# Homework: Intro Scraping Practice

In this assignment, we'll practicing our scraping skills by examining the "Published Reproductions" section of Soma's Investigate.ai project: https://investigate.ai/

### 0) Setup

Import `requests`, `BeautifulSoup`, and `pandas`. Remember that, even though we installed the library as `pip install beautifulsoup4`, the import statement uses a slightly different name.

In [23]:
import requests
from bs4 import BeautifulSoup
import pandas as pd

### 1) Grab the HTML for https://investigate.ai/

Use `requests` to get the HTML, assigning it to a variable

In [24]:
investigate_html = requests.get("https://investigate.ai/").text
print(investigate_html[:200])

<!doctype html>
<html lang="en-US">



<head>
  <!-- Global site tag (gtag.js) - Google Analytics -->
  <script async src="https://www.googletagmanager.com/gtag/js?id=UA-5541738-27"></script>
  <scrip


### 2) Use `BeautifulSoup` to convert the HTML into its DOM representation

In [25]:
soup = BeautifulSoup(investigate_html)
type(soup)

bs4.BeautifulSoup

### 3) Use `.select(...)` to select *just* the "Published reproductions" section


You'll want "View Source" or pop open the Element Inspector to figure out which element to target.

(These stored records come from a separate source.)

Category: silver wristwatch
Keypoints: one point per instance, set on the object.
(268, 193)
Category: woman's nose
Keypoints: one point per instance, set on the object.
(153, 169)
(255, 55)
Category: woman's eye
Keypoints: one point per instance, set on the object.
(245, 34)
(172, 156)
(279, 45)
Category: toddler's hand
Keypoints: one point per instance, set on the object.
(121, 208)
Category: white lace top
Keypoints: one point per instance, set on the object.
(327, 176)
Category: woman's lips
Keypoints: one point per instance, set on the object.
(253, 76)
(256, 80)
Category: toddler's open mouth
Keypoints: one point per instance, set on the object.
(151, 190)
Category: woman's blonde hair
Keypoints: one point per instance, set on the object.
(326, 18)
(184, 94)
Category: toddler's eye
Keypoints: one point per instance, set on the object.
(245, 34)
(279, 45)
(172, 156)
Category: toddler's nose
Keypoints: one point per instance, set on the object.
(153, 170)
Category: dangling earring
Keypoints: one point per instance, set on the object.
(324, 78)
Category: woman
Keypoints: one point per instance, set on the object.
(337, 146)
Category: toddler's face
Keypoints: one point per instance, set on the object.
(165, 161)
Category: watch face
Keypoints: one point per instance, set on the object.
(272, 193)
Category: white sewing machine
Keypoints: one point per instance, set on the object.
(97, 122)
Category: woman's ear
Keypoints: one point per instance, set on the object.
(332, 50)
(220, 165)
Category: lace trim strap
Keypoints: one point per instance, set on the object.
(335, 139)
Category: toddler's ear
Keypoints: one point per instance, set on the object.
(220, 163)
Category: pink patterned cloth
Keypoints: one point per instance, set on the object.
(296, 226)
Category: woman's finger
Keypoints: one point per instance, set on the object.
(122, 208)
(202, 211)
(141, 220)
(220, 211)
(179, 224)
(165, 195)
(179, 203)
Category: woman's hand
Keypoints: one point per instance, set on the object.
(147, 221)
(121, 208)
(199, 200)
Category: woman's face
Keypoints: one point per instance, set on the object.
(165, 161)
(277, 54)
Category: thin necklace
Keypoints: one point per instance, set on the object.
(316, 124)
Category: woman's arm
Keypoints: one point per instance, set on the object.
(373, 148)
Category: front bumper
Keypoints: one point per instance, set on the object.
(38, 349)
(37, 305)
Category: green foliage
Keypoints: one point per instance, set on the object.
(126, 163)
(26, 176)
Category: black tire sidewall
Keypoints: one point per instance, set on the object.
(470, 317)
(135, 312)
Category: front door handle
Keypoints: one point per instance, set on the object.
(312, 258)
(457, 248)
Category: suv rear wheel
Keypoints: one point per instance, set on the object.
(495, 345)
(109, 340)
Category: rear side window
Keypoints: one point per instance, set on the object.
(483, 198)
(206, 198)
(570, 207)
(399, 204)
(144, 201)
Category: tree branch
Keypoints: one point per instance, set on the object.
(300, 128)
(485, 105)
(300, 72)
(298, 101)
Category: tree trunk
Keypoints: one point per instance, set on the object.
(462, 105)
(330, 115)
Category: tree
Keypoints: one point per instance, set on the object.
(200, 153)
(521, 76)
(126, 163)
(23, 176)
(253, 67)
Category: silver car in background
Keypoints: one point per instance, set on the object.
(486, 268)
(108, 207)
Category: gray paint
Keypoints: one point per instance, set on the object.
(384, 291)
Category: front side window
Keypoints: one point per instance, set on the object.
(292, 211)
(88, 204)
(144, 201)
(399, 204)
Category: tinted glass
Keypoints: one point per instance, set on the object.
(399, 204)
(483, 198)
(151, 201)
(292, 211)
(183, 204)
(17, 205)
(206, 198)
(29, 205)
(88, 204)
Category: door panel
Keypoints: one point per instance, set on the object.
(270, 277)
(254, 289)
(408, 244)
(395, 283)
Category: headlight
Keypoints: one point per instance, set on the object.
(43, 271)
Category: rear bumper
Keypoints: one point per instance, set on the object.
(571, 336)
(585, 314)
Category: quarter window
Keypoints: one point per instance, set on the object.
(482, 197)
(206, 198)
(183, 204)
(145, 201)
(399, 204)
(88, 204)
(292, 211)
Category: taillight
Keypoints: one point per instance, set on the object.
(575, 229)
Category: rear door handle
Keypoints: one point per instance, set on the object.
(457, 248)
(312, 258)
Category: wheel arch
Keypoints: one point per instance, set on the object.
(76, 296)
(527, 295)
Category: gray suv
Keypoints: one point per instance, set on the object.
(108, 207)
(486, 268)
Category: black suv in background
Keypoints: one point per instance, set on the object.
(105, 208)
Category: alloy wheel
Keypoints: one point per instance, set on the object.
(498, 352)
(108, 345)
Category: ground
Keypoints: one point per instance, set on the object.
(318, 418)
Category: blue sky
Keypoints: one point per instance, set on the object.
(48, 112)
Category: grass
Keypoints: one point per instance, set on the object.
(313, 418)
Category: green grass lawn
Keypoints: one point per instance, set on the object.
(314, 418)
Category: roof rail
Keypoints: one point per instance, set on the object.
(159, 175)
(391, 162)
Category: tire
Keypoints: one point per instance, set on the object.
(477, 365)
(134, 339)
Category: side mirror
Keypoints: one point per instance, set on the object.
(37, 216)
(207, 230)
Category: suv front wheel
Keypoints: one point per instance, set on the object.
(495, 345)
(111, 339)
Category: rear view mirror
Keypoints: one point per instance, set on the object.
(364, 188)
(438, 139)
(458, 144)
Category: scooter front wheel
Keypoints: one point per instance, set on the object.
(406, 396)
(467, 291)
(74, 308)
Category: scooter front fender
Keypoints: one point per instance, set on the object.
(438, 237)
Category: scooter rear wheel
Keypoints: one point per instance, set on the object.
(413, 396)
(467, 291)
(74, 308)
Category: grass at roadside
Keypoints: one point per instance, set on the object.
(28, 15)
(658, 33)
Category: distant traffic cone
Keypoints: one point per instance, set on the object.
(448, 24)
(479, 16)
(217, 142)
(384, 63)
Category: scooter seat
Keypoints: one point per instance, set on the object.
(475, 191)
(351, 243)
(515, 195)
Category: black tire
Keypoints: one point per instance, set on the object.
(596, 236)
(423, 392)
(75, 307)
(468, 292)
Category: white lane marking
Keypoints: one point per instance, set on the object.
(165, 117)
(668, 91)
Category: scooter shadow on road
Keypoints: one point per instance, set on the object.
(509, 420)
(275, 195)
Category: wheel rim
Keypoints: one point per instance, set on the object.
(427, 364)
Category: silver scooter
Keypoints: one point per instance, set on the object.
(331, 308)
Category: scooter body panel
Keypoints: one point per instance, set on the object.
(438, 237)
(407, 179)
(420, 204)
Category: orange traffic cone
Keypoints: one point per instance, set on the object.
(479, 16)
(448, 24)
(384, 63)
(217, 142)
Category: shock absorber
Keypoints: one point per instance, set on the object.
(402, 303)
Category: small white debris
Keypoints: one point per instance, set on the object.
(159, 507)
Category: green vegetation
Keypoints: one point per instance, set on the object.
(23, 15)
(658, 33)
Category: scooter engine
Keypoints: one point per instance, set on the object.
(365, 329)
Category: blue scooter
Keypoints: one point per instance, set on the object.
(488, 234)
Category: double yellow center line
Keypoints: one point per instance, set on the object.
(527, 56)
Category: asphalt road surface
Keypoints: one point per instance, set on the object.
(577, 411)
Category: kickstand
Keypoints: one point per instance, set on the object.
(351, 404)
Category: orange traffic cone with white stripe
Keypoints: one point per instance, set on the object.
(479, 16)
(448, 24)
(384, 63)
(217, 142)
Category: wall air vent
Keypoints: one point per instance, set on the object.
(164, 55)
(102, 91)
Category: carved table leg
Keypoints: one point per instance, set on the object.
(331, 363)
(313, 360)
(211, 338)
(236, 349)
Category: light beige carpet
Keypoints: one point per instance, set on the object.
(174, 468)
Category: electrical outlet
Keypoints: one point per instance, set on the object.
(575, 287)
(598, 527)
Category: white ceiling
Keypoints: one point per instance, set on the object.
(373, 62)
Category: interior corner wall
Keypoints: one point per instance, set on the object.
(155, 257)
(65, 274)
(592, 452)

Reminder: An element's `class` attribute can contain *multiple* classes, separated by spaces. For example: `<div class="potato hamburger">Hello</div>` has two classes, `potato` and `hamburger`. A CSS selector for *either* of the classes — `soup.select(".potato")` *or* `soup.select(".hamburger")` — will both match that element.

Hint: Look for a `div` with a particular class.

In [26]:
projects_section = soup.select(".section-projects")
projects_section

[<div class="content section-projects">
 <div class="columns">
 <div class="column col-sm-auto col-8 col-mx-auto text-center">
 <h3>Published reproductions</h3>
 <p>Data science and machine learning can be used anywhere! From a small visualization at The Upshot to a year-long investigations by Reveal, let's try to put these new skills in context.</p>
 </div>
 <div class="column col-12">
 <div class="columns">
 <div class="column col-4 col-lg-6 col-sm-12">
 <article class="card">
 <div class="card-header">
 <h5><a href="/nyt-takata-airbags/">Searching for faulty airbags in vehicle complaints</a></h5>
 </div>
 <div class="card-body">
 <p>The National Highway Transportation Safety Administration receives thousands and thousands of vehicle complaints each year. Can we train a computer to filter out leads on Takata airbag malfunctions?</p>
 </div>
 <div class="card-footer">
                         The New York Times
                     </div>
 </article>
 </div>
 <div class="column col-4 

### 4) Use `projects_section.select(...)` to select elements that represent a single project

Assign the list to a variable named `project_els`.

In [27]:
soup.select(".column.col-4.col-lg-6.col-sm-12")
project_els = soup.select(".column.col-4.col-lg-6.col-sm-12")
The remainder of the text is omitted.